Развел я руками. Ну что тут скажешь!

– Маша! – говорю дочери. – Кто у тебя папа?

– Поэт! – отвечает она.

– Я что, в тюрьме сидел? Прокламации писал? Демонстрации устраивал? Призывал к свержению власти?

– Нет, конечно! – говорит Маша.

– У меня что, нечем больше было в жизни заняться, кроме как подрывной деятельностью? Чем я всю жизнь занят? Ну, скажи мне!

– Стихи пишешь, – отвечает мне Маша, – переводишь. Прозу пишешь. И всегда этим занимался, сколько я тебя помню.

– Ну вот! Правильно! Так при чем же все остальное? То, что рассказывают? И зачем они вас в заблуждение вводят? Что это за безобразие такое?

– Не знаю! – отвечает задумчиво Маша. – Преподавательница так говорит.

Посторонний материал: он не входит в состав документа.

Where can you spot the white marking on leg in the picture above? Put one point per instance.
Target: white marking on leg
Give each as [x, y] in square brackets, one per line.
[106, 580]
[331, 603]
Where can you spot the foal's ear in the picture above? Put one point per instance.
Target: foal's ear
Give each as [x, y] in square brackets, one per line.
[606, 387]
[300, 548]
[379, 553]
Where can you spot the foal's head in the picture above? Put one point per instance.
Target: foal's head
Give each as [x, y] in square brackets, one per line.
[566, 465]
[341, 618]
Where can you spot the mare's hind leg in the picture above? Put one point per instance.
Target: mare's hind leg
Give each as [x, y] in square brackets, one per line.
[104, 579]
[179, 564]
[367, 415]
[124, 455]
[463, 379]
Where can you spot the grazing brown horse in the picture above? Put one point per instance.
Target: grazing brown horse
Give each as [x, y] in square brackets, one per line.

Приходит однажды с занятий в лицее моя младшая дочь Оля.

– Папа! – кричит с порога. – У нас на уроке истории проходили СМОГ.

– Ну и кто мы такие? – спрашиваю, уже догадываясь об ответе.

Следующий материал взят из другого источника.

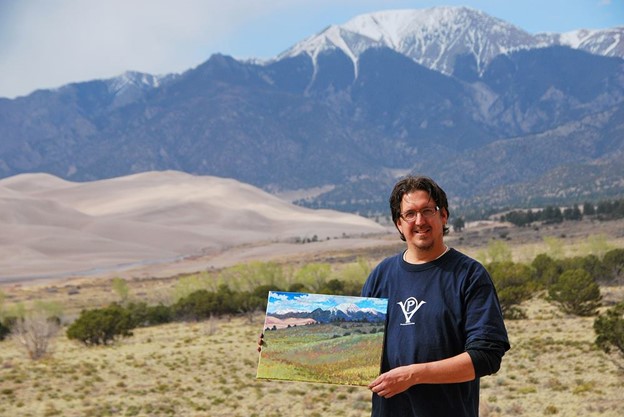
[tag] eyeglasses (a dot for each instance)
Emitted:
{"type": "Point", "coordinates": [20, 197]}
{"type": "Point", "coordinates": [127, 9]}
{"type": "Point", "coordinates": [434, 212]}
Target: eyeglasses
{"type": "Point", "coordinates": [410, 216]}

– В советское время, при Брежневе, вы были борцами за свободу.

– Так! – говорю. – А еще?

– Тогда был период застоя. Было безвременье. Всем приходилось тяжело. Вы объединились в диссидентскую группу. Вы боролись с режимом.

– Каким же это образом? – спрашиваю.

– Вы устраивали демонстрации в защиту диссидентов, осужденных за свои независимые взгляды на действительность и за свою антисоветскую деятельность. Ну, еще публиковали на Западе всякие острые материалы, разоблачающие советский строй. Вас за это преследовали. Вас держали в психушках на принудительном лечении, гноили в тюрьмах и лагерях. Но вы и там не сдавались. И оттуда раздавались ваши смелые голоса. И радиостанции всего свободного мира передавали ваши правдивые слова. Был железный занавес. Никого за границу тогда не выпускали. Тяжело вам приходилось. Не то что сейчас. Мы вот с Машей захотели – и в Италию с экскурсией съездили. А вы так ничего и не видели, кроме кухонь, где вы собирались по вечерам, чтобы там разрабатывать ваши планы борьбы, перепечатывать на ваших незарегистрированных пишущих машинках для самиздата «Архипелаг ГУЛаг» Солженицына и слушать по ночам «Голос Америки», радиостанцию «Свобода» и «Немецкую волну», где про вас иногда рассказывали. Вот что нам учительница говорила.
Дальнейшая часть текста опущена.